Sat3DGen cuts satellite-to-street 3D geometry error to 5.20m RMSE
A new geometry-first method from Qian et al. generates street-level 3D scenes from single satellite images, improving geometric accuracy by 23% and photorealism by more than half versus the prior leading approach.

Sat3DGen is a geometry-first 3D scene generation method that reconstructs street-level environments from single satellite images. Researchers Ming Qian, Zimin Xia, Changkun Liu, Shuailei Ma, Wen Wang, and Zeran Ke released the code and preprint this week on HuggingFace Papers.

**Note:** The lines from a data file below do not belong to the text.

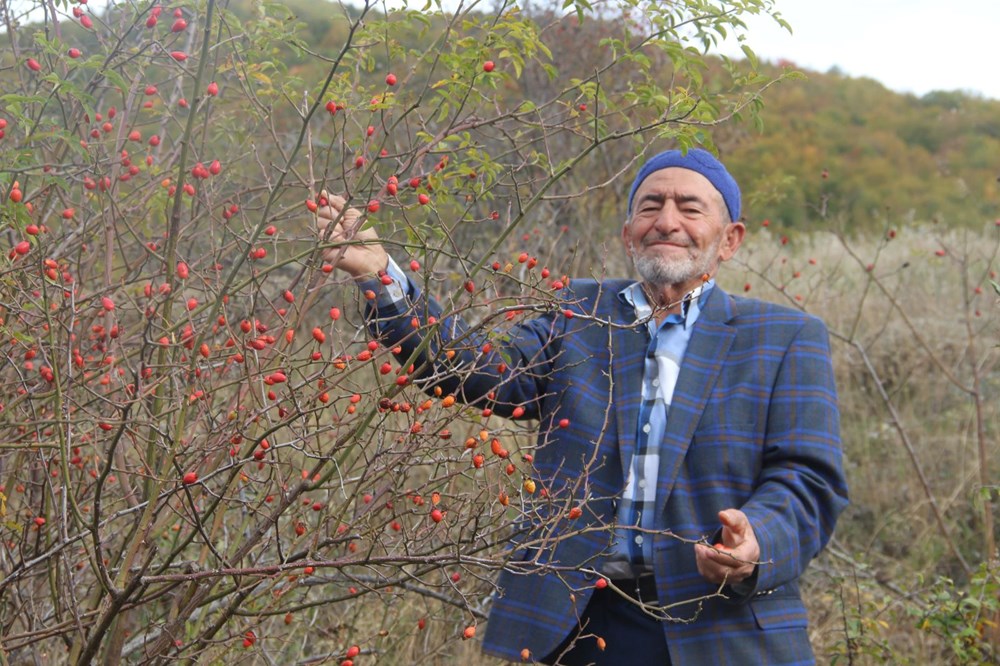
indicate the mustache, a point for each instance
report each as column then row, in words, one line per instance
column 657, row 237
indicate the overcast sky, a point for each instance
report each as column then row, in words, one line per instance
column 908, row 45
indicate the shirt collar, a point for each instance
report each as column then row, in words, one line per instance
column 690, row 306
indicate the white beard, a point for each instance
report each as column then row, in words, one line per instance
column 658, row 271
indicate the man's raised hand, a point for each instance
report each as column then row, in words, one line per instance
column 358, row 252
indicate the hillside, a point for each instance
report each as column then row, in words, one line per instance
column 888, row 157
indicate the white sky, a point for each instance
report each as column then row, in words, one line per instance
column 913, row 46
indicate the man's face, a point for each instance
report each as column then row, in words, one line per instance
column 679, row 229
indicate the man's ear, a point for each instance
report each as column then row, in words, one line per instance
column 734, row 234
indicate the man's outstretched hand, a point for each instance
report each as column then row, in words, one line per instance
column 360, row 253
column 740, row 551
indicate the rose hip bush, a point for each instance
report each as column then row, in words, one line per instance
column 202, row 450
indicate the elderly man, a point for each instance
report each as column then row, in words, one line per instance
column 699, row 433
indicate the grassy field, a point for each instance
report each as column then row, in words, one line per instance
column 915, row 328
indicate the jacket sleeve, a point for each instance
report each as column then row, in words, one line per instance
column 801, row 489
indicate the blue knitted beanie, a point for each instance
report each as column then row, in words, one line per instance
column 700, row 161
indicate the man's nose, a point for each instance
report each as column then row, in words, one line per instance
column 669, row 218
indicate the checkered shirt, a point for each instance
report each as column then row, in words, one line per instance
column 632, row 549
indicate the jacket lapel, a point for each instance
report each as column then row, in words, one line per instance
column 628, row 347
column 700, row 370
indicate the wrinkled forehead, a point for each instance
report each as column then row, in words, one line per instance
column 680, row 185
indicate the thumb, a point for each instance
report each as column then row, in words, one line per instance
column 734, row 526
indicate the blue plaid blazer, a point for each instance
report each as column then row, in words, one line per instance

The method tackles the extreme viewpoint gap between overhead satellite captures and ground-level street views — a problem that has forced prior techniques to choose between geometric fidelity and semantic richness. Geometry-colorization models produce accurate building shapes but lack diversity; proxy-based feed-forward frameworks generate holistic scenes with varied content but suffer from coarse, unstable geometry. Sat3DGen integrates novel geometric constraints and a perspective-view training strategy into the feed-forward paradigm, explicitly addressing the sparse and inconsistent supervision inherent in satellite-to-street data.
What stands out
- 01Geometric accuracy: On a new benchmark pairing the VIGOR-OOD test set with high-resolution Digital Surface Model (DSM) data, Sat3DGen achieves 5.20m root-mean-square error (RMSE) versus 6.76m for prior methods — a 23% improvement.

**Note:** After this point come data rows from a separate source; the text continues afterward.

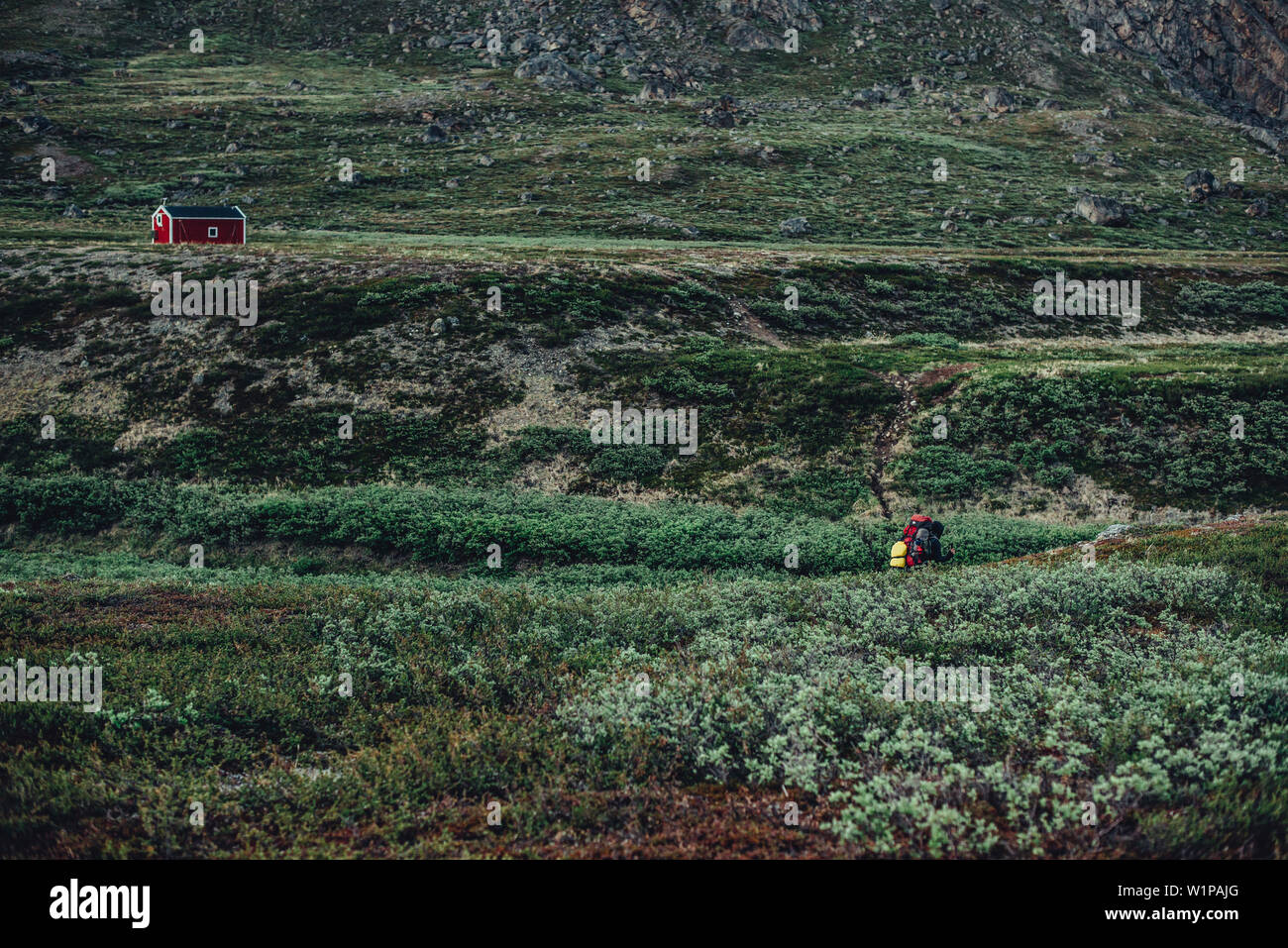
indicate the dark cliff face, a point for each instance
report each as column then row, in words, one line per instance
column 1234, row 52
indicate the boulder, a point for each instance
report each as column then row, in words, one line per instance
column 1102, row 210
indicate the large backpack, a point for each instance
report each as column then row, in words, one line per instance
column 914, row 523
column 912, row 550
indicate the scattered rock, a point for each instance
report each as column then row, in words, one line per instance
column 745, row 38
column 1102, row 210
column 657, row 89
column 1113, row 531
column 795, row 227
column 997, row 99
column 34, row 123
column 552, row 72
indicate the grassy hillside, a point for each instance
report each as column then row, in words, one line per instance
column 359, row 574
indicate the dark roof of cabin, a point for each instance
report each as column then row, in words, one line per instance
column 176, row 210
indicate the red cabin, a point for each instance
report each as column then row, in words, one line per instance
column 188, row 224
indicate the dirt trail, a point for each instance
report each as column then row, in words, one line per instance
column 888, row 436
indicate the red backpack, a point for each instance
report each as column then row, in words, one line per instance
column 917, row 553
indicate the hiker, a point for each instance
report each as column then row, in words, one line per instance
column 919, row 544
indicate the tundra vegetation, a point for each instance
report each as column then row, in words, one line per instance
column 666, row 655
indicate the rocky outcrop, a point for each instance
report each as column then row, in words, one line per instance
column 1234, row 53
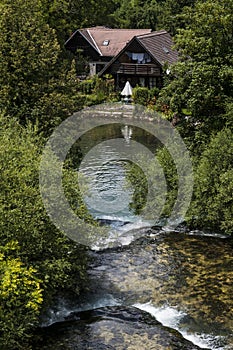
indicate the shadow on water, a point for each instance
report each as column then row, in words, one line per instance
column 155, row 290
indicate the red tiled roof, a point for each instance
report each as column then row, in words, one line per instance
column 160, row 45
column 116, row 39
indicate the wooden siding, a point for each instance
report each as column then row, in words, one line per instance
column 136, row 69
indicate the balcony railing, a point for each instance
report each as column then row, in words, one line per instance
column 136, row 69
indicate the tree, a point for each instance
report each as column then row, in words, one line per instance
column 44, row 257
column 36, row 84
column 202, row 80
column 213, row 205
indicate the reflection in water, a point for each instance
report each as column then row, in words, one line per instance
column 184, row 280
column 127, row 132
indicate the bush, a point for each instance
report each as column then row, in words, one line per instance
column 21, row 297
column 45, row 261
column 213, row 205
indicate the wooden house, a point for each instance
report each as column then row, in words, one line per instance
column 100, row 44
column 141, row 61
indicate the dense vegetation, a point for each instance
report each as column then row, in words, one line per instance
column 39, row 89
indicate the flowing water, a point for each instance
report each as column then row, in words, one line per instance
column 152, row 289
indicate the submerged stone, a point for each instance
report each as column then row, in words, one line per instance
column 115, row 327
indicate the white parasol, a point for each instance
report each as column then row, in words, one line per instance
column 128, row 90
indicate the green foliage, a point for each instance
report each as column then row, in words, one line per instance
column 202, row 81
column 213, row 206
column 36, row 84
column 21, row 298
column 44, row 253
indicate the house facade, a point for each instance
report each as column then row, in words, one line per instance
column 100, row 44
column 134, row 55
column 142, row 60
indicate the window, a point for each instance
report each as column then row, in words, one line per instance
column 106, row 42
column 152, row 82
column 165, row 49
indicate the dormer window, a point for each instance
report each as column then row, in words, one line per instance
column 106, row 42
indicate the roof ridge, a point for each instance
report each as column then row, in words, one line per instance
column 116, row 29
column 158, row 32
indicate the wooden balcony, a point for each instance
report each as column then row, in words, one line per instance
column 136, row 69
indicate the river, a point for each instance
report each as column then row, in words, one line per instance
column 149, row 287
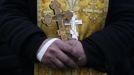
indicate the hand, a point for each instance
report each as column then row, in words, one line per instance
column 78, row 52
column 56, row 55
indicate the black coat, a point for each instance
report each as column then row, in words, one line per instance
column 111, row 49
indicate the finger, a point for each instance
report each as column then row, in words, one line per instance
column 47, row 61
column 63, row 46
column 66, row 59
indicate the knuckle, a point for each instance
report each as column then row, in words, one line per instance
column 52, row 51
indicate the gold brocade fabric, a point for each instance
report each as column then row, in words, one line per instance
column 91, row 12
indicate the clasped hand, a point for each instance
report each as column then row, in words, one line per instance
column 65, row 54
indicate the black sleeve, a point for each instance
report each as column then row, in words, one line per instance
column 112, row 48
column 18, row 29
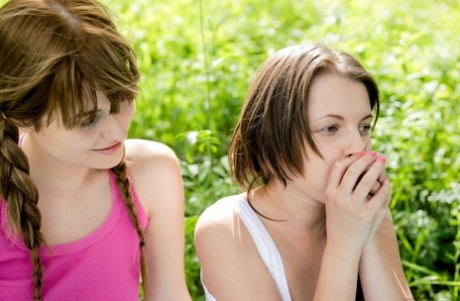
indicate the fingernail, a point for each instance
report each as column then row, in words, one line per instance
column 360, row 154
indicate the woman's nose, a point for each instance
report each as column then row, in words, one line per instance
column 356, row 142
column 114, row 129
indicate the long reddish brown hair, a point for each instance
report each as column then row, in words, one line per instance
column 54, row 56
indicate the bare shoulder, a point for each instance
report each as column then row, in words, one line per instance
column 155, row 171
column 217, row 222
column 229, row 256
column 141, row 150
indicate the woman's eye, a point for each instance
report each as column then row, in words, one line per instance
column 88, row 123
column 365, row 129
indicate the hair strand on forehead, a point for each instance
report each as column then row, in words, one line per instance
column 270, row 138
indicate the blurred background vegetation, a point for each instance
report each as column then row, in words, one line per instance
column 198, row 57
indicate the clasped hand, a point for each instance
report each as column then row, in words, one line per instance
column 357, row 198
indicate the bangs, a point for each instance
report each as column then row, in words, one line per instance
column 105, row 63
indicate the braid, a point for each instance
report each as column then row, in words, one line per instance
column 21, row 196
column 124, row 186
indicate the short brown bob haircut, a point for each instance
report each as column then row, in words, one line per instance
column 269, row 139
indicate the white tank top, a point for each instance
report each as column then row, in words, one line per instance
column 265, row 245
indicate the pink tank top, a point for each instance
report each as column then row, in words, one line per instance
column 102, row 266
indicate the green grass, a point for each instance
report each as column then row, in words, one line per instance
column 198, row 57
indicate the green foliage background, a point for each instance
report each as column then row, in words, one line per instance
column 198, row 57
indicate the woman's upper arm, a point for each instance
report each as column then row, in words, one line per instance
column 230, row 263
column 389, row 242
column 157, row 178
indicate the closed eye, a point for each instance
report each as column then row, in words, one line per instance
column 365, row 128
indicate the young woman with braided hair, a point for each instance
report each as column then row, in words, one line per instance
column 82, row 207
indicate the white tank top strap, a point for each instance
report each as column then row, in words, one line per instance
column 265, row 245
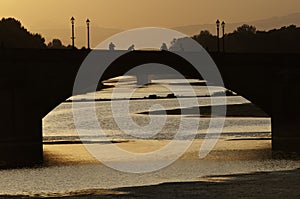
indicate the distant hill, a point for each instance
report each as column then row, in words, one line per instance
column 264, row 24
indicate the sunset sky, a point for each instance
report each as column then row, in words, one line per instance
column 46, row 15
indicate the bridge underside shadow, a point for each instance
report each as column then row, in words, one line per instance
column 34, row 82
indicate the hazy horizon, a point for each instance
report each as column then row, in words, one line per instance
column 52, row 18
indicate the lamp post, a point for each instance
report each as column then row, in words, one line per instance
column 88, row 32
column 223, row 36
column 218, row 34
column 73, row 35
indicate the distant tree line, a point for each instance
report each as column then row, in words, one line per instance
column 247, row 39
column 14, row 35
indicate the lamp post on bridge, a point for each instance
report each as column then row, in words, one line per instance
column 218, row 35
column 73, row 34
column 88, row 33
column 223, row 36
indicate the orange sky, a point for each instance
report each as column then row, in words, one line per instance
column 123, row 14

- 02Photorealism: The geometry-first approach reduces Fréchet Inception Distance (FID) from approximately 40 to 19 against the leading baseline, Sat2Density++, without any dedicated image-quality modules.
- 03Downstream applications: The high-quality 3D assets enable semantic-map-to-3D synthesis, multi-camera video generation, large-scale meshing, and unsupervised single-image DSM estimation.
- 04Training strategy: The perspective-view training explicitly counters the primary sources of geometric error — the viewpoint gap and sparse supervision — by enforcing consistency across synthesized ground-level views during optimization.